The Goldstein laboratory investigates various aspects of HIV infection using novel murine models they developed that are chimeric for the human immune system. Human thymus and liver implanted in mice with an intrinsic defect in their B cells and T cells (thy/liv-SCID-hu mice) grow significantly and repopulate the periphery of these mice with human T cells. The periphery of our thy/liv-SCID-hu mice has significant numbers of human T cells and this permits the development of disseminated HIV infection in these mice after either intra-implant injection or intra-peritoneal inoculation of HIV. In addition, novel transgenic mice have been developed expressing human CD4 and CCR5 or the full length HIV genome that develop HIV infection. These mice are being used to explore the immunopathogenesis of HIV infection including the investigation of the mechanism of HIV dissemination, the effect of HIV on thymic maturation, the effect of cytokines on HIV replication, the emergence of phenotypic variants during in vivo infection and the efficacy of various therapeutic interventions targeted to HIV.

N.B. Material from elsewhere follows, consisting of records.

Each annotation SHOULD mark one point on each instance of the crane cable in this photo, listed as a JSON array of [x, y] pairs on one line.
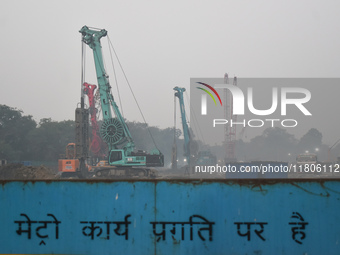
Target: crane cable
[[133, 94], [192, 113], [115, 75]]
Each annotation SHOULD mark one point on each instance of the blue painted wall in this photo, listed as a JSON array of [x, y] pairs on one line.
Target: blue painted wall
[[170, 217]]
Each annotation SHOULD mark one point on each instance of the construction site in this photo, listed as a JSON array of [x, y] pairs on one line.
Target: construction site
[[124, 187]]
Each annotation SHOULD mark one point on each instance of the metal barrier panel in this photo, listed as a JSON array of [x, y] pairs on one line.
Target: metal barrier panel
[[170, 217]]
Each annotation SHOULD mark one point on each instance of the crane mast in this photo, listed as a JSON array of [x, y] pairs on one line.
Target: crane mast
[[186, 133], [114, 130]]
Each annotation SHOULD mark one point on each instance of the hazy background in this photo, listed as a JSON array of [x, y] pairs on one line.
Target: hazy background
[[160, 45]]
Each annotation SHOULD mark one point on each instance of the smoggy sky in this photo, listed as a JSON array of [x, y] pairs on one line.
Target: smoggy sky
[[160, 44]]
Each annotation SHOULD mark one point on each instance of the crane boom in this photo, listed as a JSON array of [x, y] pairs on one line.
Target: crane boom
[[114, 130], [186, 133]]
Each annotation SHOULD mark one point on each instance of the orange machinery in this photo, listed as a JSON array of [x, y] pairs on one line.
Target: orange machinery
[[70, 164]]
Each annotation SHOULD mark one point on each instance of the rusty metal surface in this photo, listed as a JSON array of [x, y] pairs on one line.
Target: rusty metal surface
[[183, 216]]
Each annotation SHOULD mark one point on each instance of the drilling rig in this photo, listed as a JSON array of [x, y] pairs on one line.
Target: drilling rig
[[122, 159]]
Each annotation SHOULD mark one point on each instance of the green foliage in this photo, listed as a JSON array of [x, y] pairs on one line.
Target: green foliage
[[14, 129]]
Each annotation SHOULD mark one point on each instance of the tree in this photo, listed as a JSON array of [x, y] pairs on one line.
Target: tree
[[14, 128], [50, 138]]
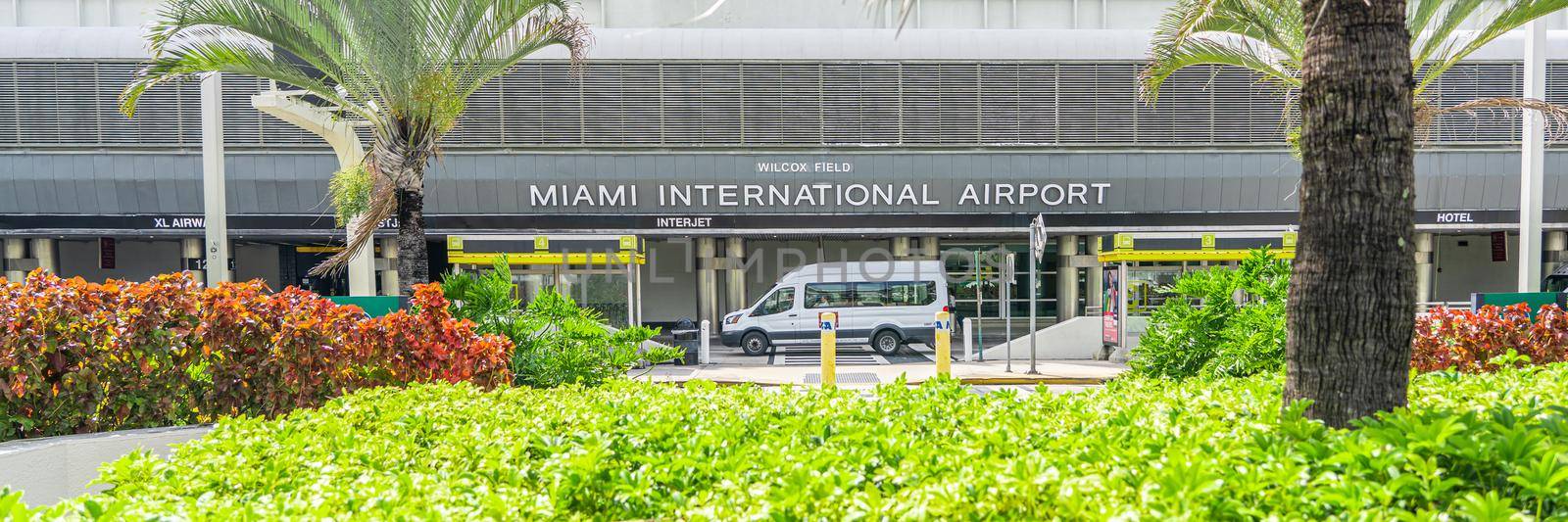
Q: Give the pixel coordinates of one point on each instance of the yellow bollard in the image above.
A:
(828, 321)
(945, 344)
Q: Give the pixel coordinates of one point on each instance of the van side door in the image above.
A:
(778, 315)
(835, 297)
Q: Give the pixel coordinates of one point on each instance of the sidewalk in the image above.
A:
(990, 372)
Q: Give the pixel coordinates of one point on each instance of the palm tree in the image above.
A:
(1269, 38)
(1361, 106)
(405, 68)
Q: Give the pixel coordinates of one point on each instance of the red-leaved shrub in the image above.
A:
(428, 345)
(1455, 339)
(270, 353)
(78, 356)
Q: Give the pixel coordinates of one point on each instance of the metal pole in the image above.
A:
(631, 292)
(979, 305)
(216, 204)
(830, 347)
(705, 355)
(969, 339)
(945, 342)
(1034, 297)
(1533, 156)
(1007, 305)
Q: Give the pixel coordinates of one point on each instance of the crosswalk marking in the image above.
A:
(812, 356)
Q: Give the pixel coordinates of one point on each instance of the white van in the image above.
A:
(883, 305)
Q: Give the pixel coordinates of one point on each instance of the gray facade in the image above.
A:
(977, 192)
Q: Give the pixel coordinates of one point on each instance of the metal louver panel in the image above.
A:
(760, 104)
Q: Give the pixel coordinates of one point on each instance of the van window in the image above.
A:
(911, 294)
(822, 295)
(780, 302)
(870, 294)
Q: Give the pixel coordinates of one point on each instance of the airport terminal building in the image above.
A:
(741, 145)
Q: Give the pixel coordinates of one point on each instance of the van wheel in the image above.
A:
(886, 342)
(755, 344)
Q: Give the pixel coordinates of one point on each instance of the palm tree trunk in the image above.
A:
(1352, 298)
(404, 169)
(413, 253)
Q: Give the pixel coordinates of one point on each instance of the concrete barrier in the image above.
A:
(1078, 337)
(54, 469)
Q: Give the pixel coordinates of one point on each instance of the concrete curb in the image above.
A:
(52, 469)
(972, 381)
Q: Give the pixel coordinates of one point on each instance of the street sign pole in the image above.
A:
(1037, 250)
(1007, 305)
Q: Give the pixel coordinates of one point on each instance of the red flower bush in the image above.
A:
(270, 353)
(78, 356)
(1473, 342)
(430, 345)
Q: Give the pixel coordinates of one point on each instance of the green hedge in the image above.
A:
(1476, 446)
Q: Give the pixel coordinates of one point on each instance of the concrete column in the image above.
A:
(46, 255)
(736, 273)
(15, 251)
(389, 271)
(929, 247)
(1556, 243)
(216, 206)
(901, 248)
(706, 281)
(190, 251)
(1424, 242)
(1066, 278)
(361, 265)
(1095, 278)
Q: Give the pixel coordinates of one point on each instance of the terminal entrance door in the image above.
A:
(596, 271)
(603, 289)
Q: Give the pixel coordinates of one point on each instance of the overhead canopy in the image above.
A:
(1196, 247)
(546, 250)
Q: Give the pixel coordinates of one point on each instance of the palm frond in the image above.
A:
(1204, 51)
(1259, 35)
(407, 68)
(1445, 46)
(1554, 117)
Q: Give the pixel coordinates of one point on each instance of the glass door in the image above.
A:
(603, 289)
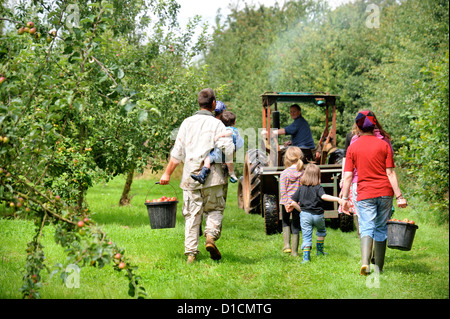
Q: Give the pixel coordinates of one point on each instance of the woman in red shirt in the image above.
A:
(377, 184)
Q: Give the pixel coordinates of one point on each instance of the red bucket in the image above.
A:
(401, 235)
(162, 214)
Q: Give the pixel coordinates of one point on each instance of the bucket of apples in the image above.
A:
(162, 211)
(401, 233)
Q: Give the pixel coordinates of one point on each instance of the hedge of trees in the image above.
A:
(389, 56)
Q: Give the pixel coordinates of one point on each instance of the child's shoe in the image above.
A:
(306, 255)
(320, 248)
(202, 176)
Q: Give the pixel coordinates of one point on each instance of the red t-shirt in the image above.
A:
(370, 156)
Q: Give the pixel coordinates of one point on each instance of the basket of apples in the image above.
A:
(401, 233)
(162, 211)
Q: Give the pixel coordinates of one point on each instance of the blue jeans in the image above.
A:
(374, 214)
(307, 222)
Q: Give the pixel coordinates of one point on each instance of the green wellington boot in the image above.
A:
(295, 241)
(306, 255)
(287, 239)
(319, 246)
(380, 252)
(366, 252)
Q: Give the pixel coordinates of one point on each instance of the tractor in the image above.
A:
(258, 188)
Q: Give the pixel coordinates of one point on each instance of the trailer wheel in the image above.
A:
(251, 184)
(271, 218)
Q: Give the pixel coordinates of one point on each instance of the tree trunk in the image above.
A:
(125, 198)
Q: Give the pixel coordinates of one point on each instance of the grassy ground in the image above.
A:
(252, 267)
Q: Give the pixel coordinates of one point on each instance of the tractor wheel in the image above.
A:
(251, 184)
(240, 194)
(271, 218)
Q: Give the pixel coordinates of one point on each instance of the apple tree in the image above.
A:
(74, 110)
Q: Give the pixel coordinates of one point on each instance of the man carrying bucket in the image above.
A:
(377, 184)
(195, 139)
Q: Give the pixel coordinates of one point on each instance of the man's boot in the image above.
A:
(319, 246)
(191, 258)
(366, 252)
(212, 248)
(287, 239)
(295, 241)
(202, 176)
(380, 252)
(306, 255)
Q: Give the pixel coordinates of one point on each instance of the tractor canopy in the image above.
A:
(318, 98)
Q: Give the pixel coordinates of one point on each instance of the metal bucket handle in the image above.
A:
(176, 194)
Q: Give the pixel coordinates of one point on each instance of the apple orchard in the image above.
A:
(86, 95)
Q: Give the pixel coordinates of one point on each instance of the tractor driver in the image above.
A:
(300, 132)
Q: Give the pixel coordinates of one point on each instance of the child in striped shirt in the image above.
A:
(289, 183)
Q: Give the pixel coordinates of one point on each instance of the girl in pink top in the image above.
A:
(289, 183)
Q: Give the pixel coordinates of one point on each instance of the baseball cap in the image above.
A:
(366, 121)
(220, 107)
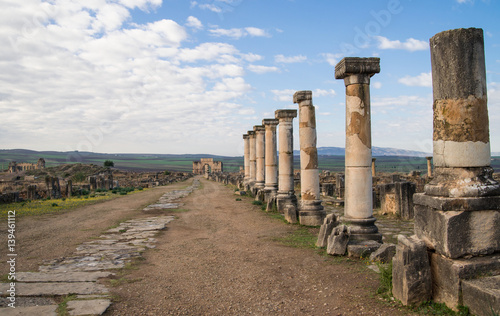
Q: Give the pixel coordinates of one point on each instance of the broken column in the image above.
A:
(246, 157)
(271, 158)
(260, 151)
(286, 193)
(311, 211)
(252, 159)
(429, 166)
(458, 215)
(356, 73)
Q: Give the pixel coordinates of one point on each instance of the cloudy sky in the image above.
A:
(180, 76)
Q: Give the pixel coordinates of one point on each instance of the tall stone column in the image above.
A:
(429, 166)
(458, 215)
(252, 160)
(374, 171)
(286, 192)
(311, 211)
(358, 210)
(246, 157)
(260, 152)
(271, 158)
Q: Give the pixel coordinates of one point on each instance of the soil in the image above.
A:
(220, 257)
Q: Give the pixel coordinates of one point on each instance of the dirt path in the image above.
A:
(48, 237)
(221, 258)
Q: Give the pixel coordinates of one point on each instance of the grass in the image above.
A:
(41, 207)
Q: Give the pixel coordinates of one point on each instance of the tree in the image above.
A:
(109, 163)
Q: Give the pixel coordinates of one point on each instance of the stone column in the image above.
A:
(286, 192)
(356, 73)
(252, 160)
(374, 171)
(260, 151)
(311, 211)
(429, 166)
(246, 157)
(458, 215)
(271, 158)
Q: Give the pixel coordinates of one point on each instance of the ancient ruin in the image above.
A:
(310, 209)
(457, 217)
(207, 165)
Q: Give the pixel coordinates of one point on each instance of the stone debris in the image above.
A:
(78, 274)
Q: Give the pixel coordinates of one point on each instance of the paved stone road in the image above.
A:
(92, 260)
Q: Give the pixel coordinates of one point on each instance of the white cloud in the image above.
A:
(283, 95)
(238, 33)
(422, 80)
(332, 59)
(193, 22)
(290, 59)
(262, 69)
(411, 44)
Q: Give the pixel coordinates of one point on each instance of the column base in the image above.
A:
(311, 213)
(363, 229)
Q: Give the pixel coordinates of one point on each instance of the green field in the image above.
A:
(184, 163)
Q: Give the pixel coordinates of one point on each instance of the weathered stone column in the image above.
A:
(458, 215)
(260, 151)
(358, 211)
(374, 171)
(246, 157)
(286, 192)
(271, 158)
(310, 211)
(429, 166)
(252, 160)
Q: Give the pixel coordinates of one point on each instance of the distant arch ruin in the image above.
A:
(207, 165)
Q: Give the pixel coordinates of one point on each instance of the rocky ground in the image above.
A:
(219, 256)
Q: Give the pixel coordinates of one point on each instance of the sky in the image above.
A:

Approximately 20% of HIV-1-infected infected individuals develop neurological disease associated with the presence of HIV-1-infected cells in the brain. The effectiveness of highly active antiretroviral therapy (HAART) in markedly reducing plasma viral loads has raised the possibility that HIV infection may be successfully "purged" from the systemic immune system. However, HIV-1-infected cells in the brain may function as an important reservoir from which HIV can be reintroduced back into the lymphoid tissues after cessation of anti-retroviral therapy. Therefore, they are determining if the brain can function as an in vivo sanctuary for HIV-1-infected cells such as microglia that can migrate from the brain and infect peripheral lymphoid tissues. In addition, they are examining the in vivo effectiveness of a novel therapeutic approach consisting of HAART combined with targeted toxin therapy to reduce the numbers of HIV-1-infected cells in the brain. They are also studying the mechanisms of in vivo trafficking of HIV-1-infected cells into the brain. Although much is known about the clinical manifestations of HIV dementia, there are many gaps in our understanding of the pathophysiology of the disease including the mechanism by which HIV crosses the blood brain barrier. There is much data to support the possibility that HIV-1 infection is introduced into the brain by the infiltration of HIV-1-infected cells. The Goldstein laboratory is examining the mechanism of entry of HIV-1-infected cells by investigating the in vivo effect of different factors such as cellular activation, chemokine production and cytokine secretion on the migration of HIV-1-infected cells into the brain. Information generated from these studies should provide insights into the mechanism of cellular trafficking into the brain that may permit the development and in vivo testing of new therapeutic strategies aimed at preventing entry of HIV-1-infected cells into the brain. Blocking the migration of HIV-1-infected cells into the brain may be an important new therapeutic strategy to use for acutely infected individuals and for infants born to HIV-1-infected mothers. These in vivo studies are being be performed using novel transgenic mouse models that they have recently developed that display productive HIV-1 infection.